Surveillance markets would appear to be growing steadily, even as stories leak out about the U.S. Air Force’s insect-sized drones with spying capabilities. What these and other unmanned aerial vehicles (UAVs) provide are full capabilities to perform surveillance around the world—and even on any domestic targets, as required. Of course, what may not be quite so obvious about these expanding surveillance capabilities is the accompanying need to process the data from all those subjects, and this could be quite a bit of data.
Both government and private users are projecting futures where surveillance is commonplace—and even a way of life—due to the large number of miniature drones with detection devices for capturing audio and video information on a person of interest. Any activities that present security concerns will undoubtedly be accompanied by these little spies, thus ensuring that a financial deal is above board, a contract is upheld, and so forth (not to mention what such surveillance drones may mean to married life).
For example, DARPA wants micro aerial vehicles (MAVs) that can hide in plain sight and perform surveillance as if they were insects. And the Air Force is rumored to be working with the University of Pennsylvania, School of Engineering, as well as private industry, on the design and development of its own miniature drones.
But in addition to being processed and stored efficiently, this spy data must be managed securely, so as to protect whatever privacy might be left for an individual.

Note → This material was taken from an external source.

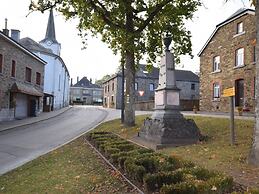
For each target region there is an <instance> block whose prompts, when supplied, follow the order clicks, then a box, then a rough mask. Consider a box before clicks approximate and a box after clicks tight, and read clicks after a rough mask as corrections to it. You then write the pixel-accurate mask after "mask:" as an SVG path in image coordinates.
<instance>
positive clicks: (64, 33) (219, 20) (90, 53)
mask: <svg viewBox="0 0 259 194" xmlns="http://www.w3.org/2000/svg"><path fill="white" fill-rule="evenodd" d="M202 1H203V3H204V6H202V7H200V8H199V10H198V11H197V12H196V13H195V17H194V19H193V20H192V21H188V23H187V24H186V26H187V28H188V29H189V30H190V31H191V32H192V44H193V55H194V56H195V57H194V59H190V57H188V56H183V57H182V62H181V64H180V65H179V68H183V69H187V70H191V71H193V72H198V71H199V58H198V57H197V53H198V52H199V51H200V49H201V48H202V46H203V45H204V44H205V42H206V40H207V39H208V38H209V36H210V35H211V33H212V32H213V30H214V29H215V27H216V25H217V24H218V23H220V22H222V21H223V20H224V19H226V18H227V17H229V16H230V15H231V14H232V13H234V12H235V11H236V10H237V9H239V8H241V7H244V6H246V7H250V3H249V0H243V1H242V0H230V1H229V2H228V3H224V0H202ZM29 4H30V0H1V6H0V28H1V29H3V28H4V19H5V18H8V28H9V29H18V30H20V31H21V38H23V37H30V38H32V39H34V40H35V41H40V40H42V39H43V38H44V37H45V32H46V28H47V21H48V14H49V13H48V12H45V13H44V14H42V13H40V12H33V13H31V14H30V15H29V16H28V17H26V15H27V14H28V13H29V8H28V7H29ZM54 16H55V26H56V38H57V40H58V42H59V43H61V57H62V58H63V60H64V61H65V63H66V66H67V68H68V70H69V72H70V75H71V77H72V78H73V80H74V83H75V80H76V77H77V76H79V78H82V77H83V76H87V77H88V78H92V79H93V80H95V79H100V78H101V77H102V76H104V75H106V74H112V73H114V72H115V71H116V69H117V67H118V65H119V56H114V55H113V53H112V51H111V50H110V49H109V48H108V46H107V45H106V44H104V43H102V42H101V41H100V40H98V39H96V38H92V37H89V38H88V46H87V49H85V50H81V48H82V47H83V45H82V43H81V38H80V37H79V36H78V30H77V29H76V25H77V22H76V20H70V21H65V19H64V17H63V16H62V15H60V14H59V13H57V12H54ZM143 63H144V61H143Z"/></svg>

With regard to this growing private-sector surveillance market, several business opportunities immediately present themselves: Larger and more efficient solid-state memory devices represent one, with software capable of filtering and managing data being another. The data must also be protected from “prying eyes,” especially in sensitive matters where legal decisions and courtrooms may be involved.
As noted before, the potential amount of data from future surveillance activities is enormous. Details concerning any event or activity captured as a result of these activities can appear suspicious if taken out of context. As a result, meaningful data from surveillance activities will also require additional data that establishes a context for the captured information. All this will create the need for larger, more efficient data storage devices, faster computers, and software written to find meaning in all of the data captured as a result of surveillance, whether for commercial, industrial, or military reasons.
Having a need for surveillance in this world is unfortunate. But since there is a need, it should be performed as honestly and effectively as possible. Such a task can be greatly aided by advances in computers, memory, and software.